第11話

 さて、晴れて先日に白雪学院に入学できたわけだが、そこである興味深い噂を耳にした。


 この学校には白雪姫ならず【白雪王子】と呼ばれる男子生徒がいるらしい。

 容姿端麗、成績優秀、頭脳明晰、運動万能、家柄良好をかけ備えた学園のアイドル的存在な初等科三年生。


 そんな何もかもが完璧な男は……今俺の左隣にいた。



「きゃー! 奏時様よ!」

「白雪王子様ー!!!」

「今日も麗しいですわ!」



 周囲の女子生徒から視線が猛烈に集まり、キャピキャピとした声が上がる。

 その視線の中心にいるのは我らが兄、奏時だった。


 入学式が終わり、今日から普通登校という訳で、兄の提案もあり一緒に登校することになったのだが。
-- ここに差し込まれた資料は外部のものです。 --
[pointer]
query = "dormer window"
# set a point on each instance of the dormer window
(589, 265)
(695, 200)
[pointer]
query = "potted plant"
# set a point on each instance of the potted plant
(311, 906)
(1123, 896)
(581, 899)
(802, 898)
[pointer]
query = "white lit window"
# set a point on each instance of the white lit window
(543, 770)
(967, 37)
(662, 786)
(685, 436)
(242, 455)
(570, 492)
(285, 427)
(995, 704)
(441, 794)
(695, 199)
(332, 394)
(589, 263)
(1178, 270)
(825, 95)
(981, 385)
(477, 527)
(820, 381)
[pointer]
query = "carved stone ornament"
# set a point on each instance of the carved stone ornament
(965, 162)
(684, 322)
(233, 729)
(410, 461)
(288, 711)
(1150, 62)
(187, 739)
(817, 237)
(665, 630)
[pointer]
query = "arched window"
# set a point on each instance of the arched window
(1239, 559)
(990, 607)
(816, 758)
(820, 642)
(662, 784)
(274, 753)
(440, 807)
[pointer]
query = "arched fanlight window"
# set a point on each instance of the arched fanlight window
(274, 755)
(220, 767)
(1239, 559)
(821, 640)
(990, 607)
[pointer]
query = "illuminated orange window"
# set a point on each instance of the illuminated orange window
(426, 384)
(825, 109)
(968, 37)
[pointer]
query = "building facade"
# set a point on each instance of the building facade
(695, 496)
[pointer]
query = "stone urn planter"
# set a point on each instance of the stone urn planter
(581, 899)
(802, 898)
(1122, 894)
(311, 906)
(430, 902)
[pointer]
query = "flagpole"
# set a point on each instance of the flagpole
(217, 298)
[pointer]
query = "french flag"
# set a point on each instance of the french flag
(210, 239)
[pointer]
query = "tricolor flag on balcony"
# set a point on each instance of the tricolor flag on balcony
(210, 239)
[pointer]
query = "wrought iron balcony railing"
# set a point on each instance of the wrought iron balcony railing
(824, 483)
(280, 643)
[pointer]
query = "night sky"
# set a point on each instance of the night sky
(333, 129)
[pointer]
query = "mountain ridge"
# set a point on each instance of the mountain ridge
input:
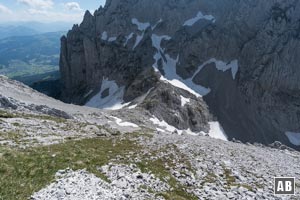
(192, 41)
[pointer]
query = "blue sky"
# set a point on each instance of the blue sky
(46, 10)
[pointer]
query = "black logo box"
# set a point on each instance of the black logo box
(284, 183)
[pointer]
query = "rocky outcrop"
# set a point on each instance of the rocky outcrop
(244, 53)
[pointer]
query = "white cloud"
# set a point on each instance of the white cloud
(4, 9)
(74, 6)
(38, 4)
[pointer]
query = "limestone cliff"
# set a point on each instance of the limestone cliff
(240, 56)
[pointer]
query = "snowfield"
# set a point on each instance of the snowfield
(199, 16)
(114, 99)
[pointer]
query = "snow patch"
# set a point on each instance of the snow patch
(216, 131)
(164, 127)
(184, 100)
(169, 67)
(125, 124)
(138, 40)
(111, 39)
(222, 66)
(128, 38)
(199, 16)
(141, 26)
(157, 23)
(105, 37)
(133, 106)
(88, 94)
(293, 137)
(113, 101)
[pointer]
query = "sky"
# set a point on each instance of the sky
(70, 11)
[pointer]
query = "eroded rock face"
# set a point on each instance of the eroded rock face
(259, 102)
 まさか奏時がここまで人気になっているとは……。いや、確かに客観的に見れば優良物件だから人気が出ない方がおかしいのか。


 どっちにしろ、奏時には頼りないイメージしか抱いていなかったのでこの現状にはかなり驚かされた。



 そんな人気者の奏時と一緒に登校してきたからか、次第に俺達にも好奇心の視線が当てられる。完全に飛び火だ。ただでさえ四つ子というだけで注目を集めているのに、更に注目を集めるような真似は勘弁してもらいたい。

 


「―――てなわけで明日からはいつも通り一人で登校してください」


 校舎に入って早々に俺が言うと、朝日達も同じ思いをしていたのか、コクコクと頷いた。


「な、なんでだよ!?」


 だが、当の本人は説明してあげたのにも関わらず納得できないようで不満気に声を漏らす。

 学校生活ではクールぶっているそうだが、寂しがりな本質は変わっていないなぁ。


 だからと言って、妥協してあげる、何て事は勿論しない。


 ここまで丁寧に言ってあげても分からないならハッキリと言ってやろう。


「正直、白雪王子なんて呼ばれてる人と歩くの恥ずかしいんだよ」

「うぐっ!!?」

「「「夕ちゃん!?」」」


 包み隠さず本心を述べる俺に、奏時は胸を押さえて呻き声を、姉妹達からは諌める声が上がった。



「夕ちゃん……いくら本当の事だからって本人の前でそういうこと言うのはよくないと思うよ」

「私もそう思うわ」

「もっと遠回しに言うべきだったね」


 純粋と言うのは時に残酷である。悪気のない一言は、とんでもない凶器に変わり果て、奏時の心をズサズサと抉っていく。


「ぼ……僕だって……好きでそう呼ばれているわけじゃない! うわぁぁぁぁー!!!!」


 その結果、奏時は走り去ってしまった。半べそをかいて。学園のアイドルが妹とは言え、二歳下の女子に泣かされるって……。

 

「?」


 キョトンと首を傾げる三人。

 俺もだが、間違いなく君達も加害者だ。

 頼むから私無関係ですよ的な顔はやめてくれ。




 前日から予定していた通り、本日はオリエンテーションが開かれ、遠足や運動会、学園祭などの一年の予定を分かりやすく砕いた言葉で説明された。

 その中でも特に早い行事は遠足で、来週行われるそうだ。親睦を深めるため、みたいな理由だった。まぁそれは分かる。

 だが、流石に一年時の遠足が日帰りではなく一泊二日なのは驚きを隠せなかった。



 俺はともかく、姉妹達にとっては初めてのお泊まりだ。

 何事もなければいいのだが。

 ……あっ、これフラグじゃないからな。